In recent years, easy access to massive sets of labelled data, increased computing power provided from GPUs and pretrained models built by experts made Deep Learning dominate in many computer vision and pattern recognition tasks. Before the breakthrough of AlexNet, computers were trained using example data extracted by human researchers, handcrafted features. Deep learning allowed machines to learn the features that optimally represent the data for the specific problem. In medical applications, the transition from systems that use handcrafted features to systems that learn features from the data has been gradual. The number deep learning applications to medical image analysis grew rapidly in 2015 and 2016 and now deep learning is dominant at major conferences and competitions.
Deep learning methods are highly effective when the number of available samples are large during training. Thus, in applications for natural images very few people train an entire Convolutional Network from scratch, by random weight initialization, but instead it is common to pre-train a ConvNet on a very large dataset, like ImageNet which contains 1.2 million images with 1000 categories and then use it as an initialization or a fixed feature extractor. Then, this ConvNet is used as fixed feature extractor. It is also possible to fine-tune one or more of its layers on the new dataset.

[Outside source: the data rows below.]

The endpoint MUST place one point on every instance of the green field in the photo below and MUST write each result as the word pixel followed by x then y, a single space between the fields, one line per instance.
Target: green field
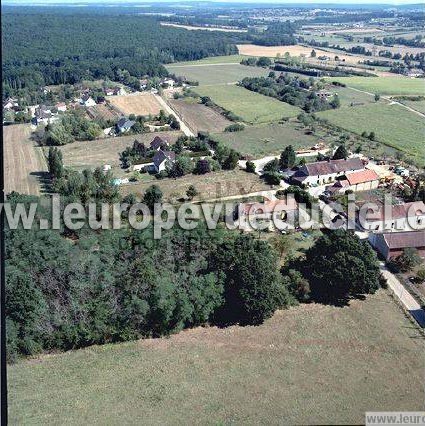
pixel 220 73
pixel 251 106
pixel 267 139
pixel 384 85
pixel 392 124
pixel 416 105
pixel 311 364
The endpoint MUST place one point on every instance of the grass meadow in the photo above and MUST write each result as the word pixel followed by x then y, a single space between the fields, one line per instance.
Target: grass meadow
pixel 250 106
pixel 393 125
pixel 267 139
pixel 384 85
pixel 218 73
pixel 311 364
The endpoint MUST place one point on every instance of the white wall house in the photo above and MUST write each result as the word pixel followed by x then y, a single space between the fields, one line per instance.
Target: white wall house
pixel 323 172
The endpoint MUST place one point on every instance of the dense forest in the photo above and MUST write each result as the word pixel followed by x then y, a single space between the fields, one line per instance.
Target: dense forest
pixel 293 90
pixel 75 47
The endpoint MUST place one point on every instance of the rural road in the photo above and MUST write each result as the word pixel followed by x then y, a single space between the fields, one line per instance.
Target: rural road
pixel 404 296
pixel 204 65
pixel 391 101
pixel 183 127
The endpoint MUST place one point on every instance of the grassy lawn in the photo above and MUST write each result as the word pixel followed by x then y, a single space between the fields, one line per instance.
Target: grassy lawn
pixel 416 105
pixel 230 59
pixel 312 364
pixel 267 139
pixel 384 85
pixel 221 73
pixel 392 124
pixel 251 106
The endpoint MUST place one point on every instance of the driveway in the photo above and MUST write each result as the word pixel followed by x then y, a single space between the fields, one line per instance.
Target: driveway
pixel 404 296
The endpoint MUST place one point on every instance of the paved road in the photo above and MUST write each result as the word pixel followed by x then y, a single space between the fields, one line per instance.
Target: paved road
pixel 391 101
pixel 183 127
pixel 404 296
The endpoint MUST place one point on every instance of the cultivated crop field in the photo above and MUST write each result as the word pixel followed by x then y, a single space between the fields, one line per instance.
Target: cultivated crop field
pixel 293 50
pixel 392 124
pixel 217 73
pixel 25 168
pixel 252 107
pixel 384 85
pixel 104 112
pixel 198 116
pixel 210 186
pixel 262 140
pixel 92 154
pixel 342 361
pixel 140 104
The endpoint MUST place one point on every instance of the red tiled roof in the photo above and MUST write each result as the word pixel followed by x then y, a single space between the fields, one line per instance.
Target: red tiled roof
pixel 399 211
pixel 333 166
pixel 361 176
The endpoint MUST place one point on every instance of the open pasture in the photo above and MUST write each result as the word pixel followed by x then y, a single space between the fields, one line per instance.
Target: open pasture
pixel 343 361
pixel 393 125
pixel 210 186
pixel 25 168
pixel 92 154
pixel 250 106
pixel 293 50
pixel 396 85
pixel 137 104
pixel 268 139
pixel 199 117
pixel 217 73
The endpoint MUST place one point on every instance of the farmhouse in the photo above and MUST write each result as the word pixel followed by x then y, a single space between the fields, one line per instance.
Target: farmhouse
pixel 87 100
pixel 270 210
pixel 61 106
pixel 124 125
pixel 159 143
pixel 323 172
pixel 392 244
pixel 399 217
pixel 162 159
pixel 362 180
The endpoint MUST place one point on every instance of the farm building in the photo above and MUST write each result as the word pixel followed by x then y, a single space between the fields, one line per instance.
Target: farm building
pixel 362 180
pixel 392 244
pixel 87 100
pixel 399 217
pixel 61 106
pixel 162 159
pixel 323 172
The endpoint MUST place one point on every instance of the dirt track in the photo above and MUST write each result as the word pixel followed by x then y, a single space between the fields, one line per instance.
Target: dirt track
pixel 24 164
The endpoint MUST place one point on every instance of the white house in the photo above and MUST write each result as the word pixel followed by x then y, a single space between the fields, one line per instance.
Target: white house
pixel 361 180
pixel 124 125
pixel 87 101
pixel 398 217
pixel 323 172
pixel 61 106
pixel 392 244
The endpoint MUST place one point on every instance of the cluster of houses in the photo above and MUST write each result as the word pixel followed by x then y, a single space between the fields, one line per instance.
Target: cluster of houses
pixel 391 228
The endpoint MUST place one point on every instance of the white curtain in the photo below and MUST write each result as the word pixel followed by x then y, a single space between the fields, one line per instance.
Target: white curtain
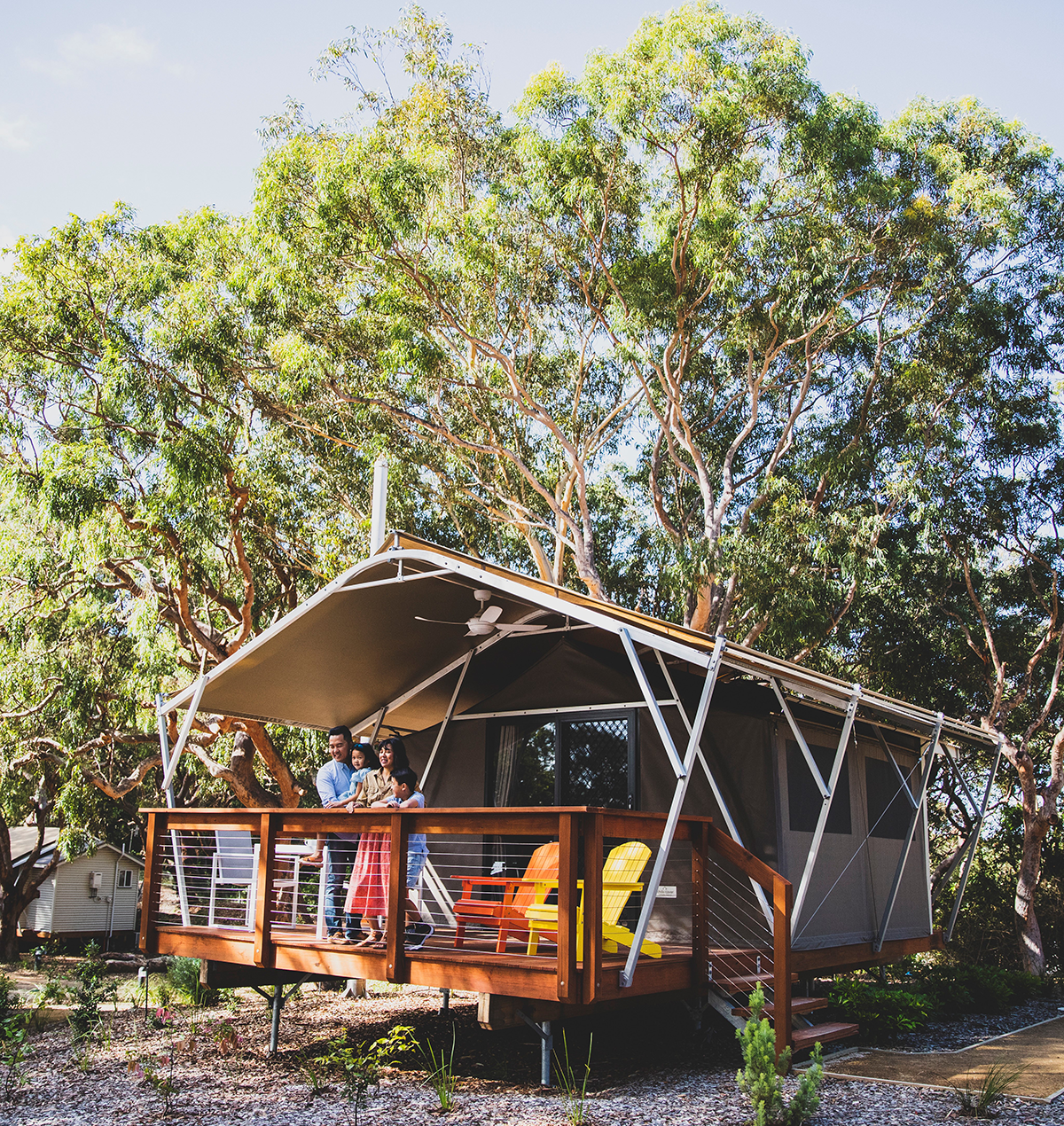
pixel 505 763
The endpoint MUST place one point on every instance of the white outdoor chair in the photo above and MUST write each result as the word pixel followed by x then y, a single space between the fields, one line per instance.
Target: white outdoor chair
pixel 237 864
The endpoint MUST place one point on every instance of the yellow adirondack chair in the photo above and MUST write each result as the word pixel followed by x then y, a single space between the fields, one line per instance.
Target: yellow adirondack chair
pixel 621 872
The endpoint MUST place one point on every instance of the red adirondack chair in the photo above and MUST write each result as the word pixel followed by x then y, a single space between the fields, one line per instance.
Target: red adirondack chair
pixel 518 893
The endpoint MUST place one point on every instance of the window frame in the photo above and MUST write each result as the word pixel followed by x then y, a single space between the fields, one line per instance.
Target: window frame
pixel 533 720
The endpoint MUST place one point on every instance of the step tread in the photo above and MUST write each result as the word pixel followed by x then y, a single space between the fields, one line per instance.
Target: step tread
pixel 798 1005
pixel 739 981
pixel 831 1030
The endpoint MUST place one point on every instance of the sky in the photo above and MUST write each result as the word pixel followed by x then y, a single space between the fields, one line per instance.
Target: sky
pixel 159 104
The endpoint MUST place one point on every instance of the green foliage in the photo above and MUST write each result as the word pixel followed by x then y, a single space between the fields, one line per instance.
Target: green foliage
pixel 92 991
pixel 976 1098
pixel 883 1013
pixel 573 1083
pixel 760 1078
pixel 183 975
pixel 442 1075
pixel 357 1064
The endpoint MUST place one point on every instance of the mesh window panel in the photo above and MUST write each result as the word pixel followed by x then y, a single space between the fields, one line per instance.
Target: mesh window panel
pixel 597 762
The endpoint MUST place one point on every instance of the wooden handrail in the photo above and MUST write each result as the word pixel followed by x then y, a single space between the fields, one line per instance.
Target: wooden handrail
pixel 783 905
pixel 580 831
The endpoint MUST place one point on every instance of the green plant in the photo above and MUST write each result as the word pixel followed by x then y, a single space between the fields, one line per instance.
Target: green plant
pixel 573 1091
pixel 358 1066
pixel 183 976
pixel 975 1099
pixel 154 1070
pixel 883 1013
pixel 442 1075
pixel 13 1045
pixel 760 1079
pixel 92 991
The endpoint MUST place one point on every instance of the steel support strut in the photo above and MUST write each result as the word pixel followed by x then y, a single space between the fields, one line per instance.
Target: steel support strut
pixel 546 1046
pixel 825 809
pixel 722 805
pixel 975 841
pixel 906 845
pixel 666 843
pixel 175 835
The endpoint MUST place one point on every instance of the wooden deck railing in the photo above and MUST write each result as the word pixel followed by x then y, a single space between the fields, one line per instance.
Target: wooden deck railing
pixel 780 895
pixel 583 834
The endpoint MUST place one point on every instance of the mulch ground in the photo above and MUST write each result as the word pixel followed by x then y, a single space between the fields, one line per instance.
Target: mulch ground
pixel 646 1068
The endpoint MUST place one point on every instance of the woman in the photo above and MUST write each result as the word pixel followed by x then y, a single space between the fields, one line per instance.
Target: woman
pixel 368 893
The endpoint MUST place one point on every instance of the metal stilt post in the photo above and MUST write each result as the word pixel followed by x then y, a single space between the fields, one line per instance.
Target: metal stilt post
pixel 275 1026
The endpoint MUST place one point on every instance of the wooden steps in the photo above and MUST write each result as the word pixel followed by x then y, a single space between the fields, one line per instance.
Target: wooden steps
pixel 803 1038
pixel 798 1007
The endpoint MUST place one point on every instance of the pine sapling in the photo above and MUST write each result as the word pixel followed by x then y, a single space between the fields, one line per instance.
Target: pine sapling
pixel 762 1076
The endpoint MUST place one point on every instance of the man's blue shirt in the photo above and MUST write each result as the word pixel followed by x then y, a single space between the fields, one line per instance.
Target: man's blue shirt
pixel 332 782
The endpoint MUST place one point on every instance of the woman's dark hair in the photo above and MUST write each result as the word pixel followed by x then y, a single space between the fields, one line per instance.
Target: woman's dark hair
pixel 399 752
pixel 405 777
pixel 367 751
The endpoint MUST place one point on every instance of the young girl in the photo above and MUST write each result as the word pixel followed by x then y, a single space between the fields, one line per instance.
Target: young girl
pixel 407 795
pixel 367 895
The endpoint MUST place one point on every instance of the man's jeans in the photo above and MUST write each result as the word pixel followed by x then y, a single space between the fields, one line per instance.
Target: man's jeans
pixel 341 856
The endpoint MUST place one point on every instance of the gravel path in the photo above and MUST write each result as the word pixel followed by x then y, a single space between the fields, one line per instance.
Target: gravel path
pixel 634 1083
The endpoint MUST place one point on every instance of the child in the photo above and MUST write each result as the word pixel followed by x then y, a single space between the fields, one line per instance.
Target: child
pixel 405 795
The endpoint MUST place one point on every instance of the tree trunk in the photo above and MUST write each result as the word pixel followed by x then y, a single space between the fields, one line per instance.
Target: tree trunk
pixel 20 888
pixel 1029 934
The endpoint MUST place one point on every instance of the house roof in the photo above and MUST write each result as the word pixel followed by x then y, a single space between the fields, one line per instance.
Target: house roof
pixel 359 645
pixel 25 837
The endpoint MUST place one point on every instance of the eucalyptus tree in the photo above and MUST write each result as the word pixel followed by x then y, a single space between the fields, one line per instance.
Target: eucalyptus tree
pixel 153 520
pixel 419 286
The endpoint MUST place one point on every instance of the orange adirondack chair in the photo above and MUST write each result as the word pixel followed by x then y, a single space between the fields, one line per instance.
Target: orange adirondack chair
pixel 518 895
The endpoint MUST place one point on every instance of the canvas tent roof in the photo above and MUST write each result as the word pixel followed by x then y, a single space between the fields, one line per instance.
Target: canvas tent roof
pixel 357 646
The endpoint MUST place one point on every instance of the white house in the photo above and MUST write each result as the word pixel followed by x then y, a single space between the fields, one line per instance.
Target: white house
pixel 87 896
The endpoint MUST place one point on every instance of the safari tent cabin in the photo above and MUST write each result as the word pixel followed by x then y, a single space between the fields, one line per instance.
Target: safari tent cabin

However, in medical applications, we usually have a very limited number of images, for example less than 1,000 images. Therefore, one of the main challenges in applying deep learning to medical images arises from the limited small number available training samples to build deep models without suffering from overfitting. One of the various strategies to solve this issue is to use the same pre-trained models derived by natural images but this is not always possible. For example, only slices of a 3D scan can be individually or combined used, as 3D information cannot directly be used in these network architectures. Furthermore, transfer learning only succeeds when the training samples are like natural images and similar features can be extracted and represent the original data.
We propose a novel strategy of transfer learning where pre-trained models can be generated by training on medical images. This way these models will be more similar and compatible to medical applications. A huge dataset will be created by collecting medical analysis datasets from various applications, classifying or detecting structures in 3D medical data. The network architecture of these models will be inspired from both ImageNet CNNs (like AlexNet, VGG, GoogleLeNet, ResNet) and medical 3D CNNs (like UNet and networks proposed by CuMedVis). Then for a specific medical application one of the pre-trained models can be fine-tuned using a smaller annotated dataset and data augmentation techniques.
Unsupervised training techniques like auto-encoders or Restricted Boltzmann machines (RBMs) can be employed to generate generic deep learning models. These algorithms process data without labels and are trained to find patterns, such as latent subspaces.
Data augmentation techniques like translation and rotation will also be used to further increase the size of the training data and avoid overfitting. Using ReLUs as activation function, batch normalization, dropout and momentum has also been proven that helps deep models to better converge without being overfitted.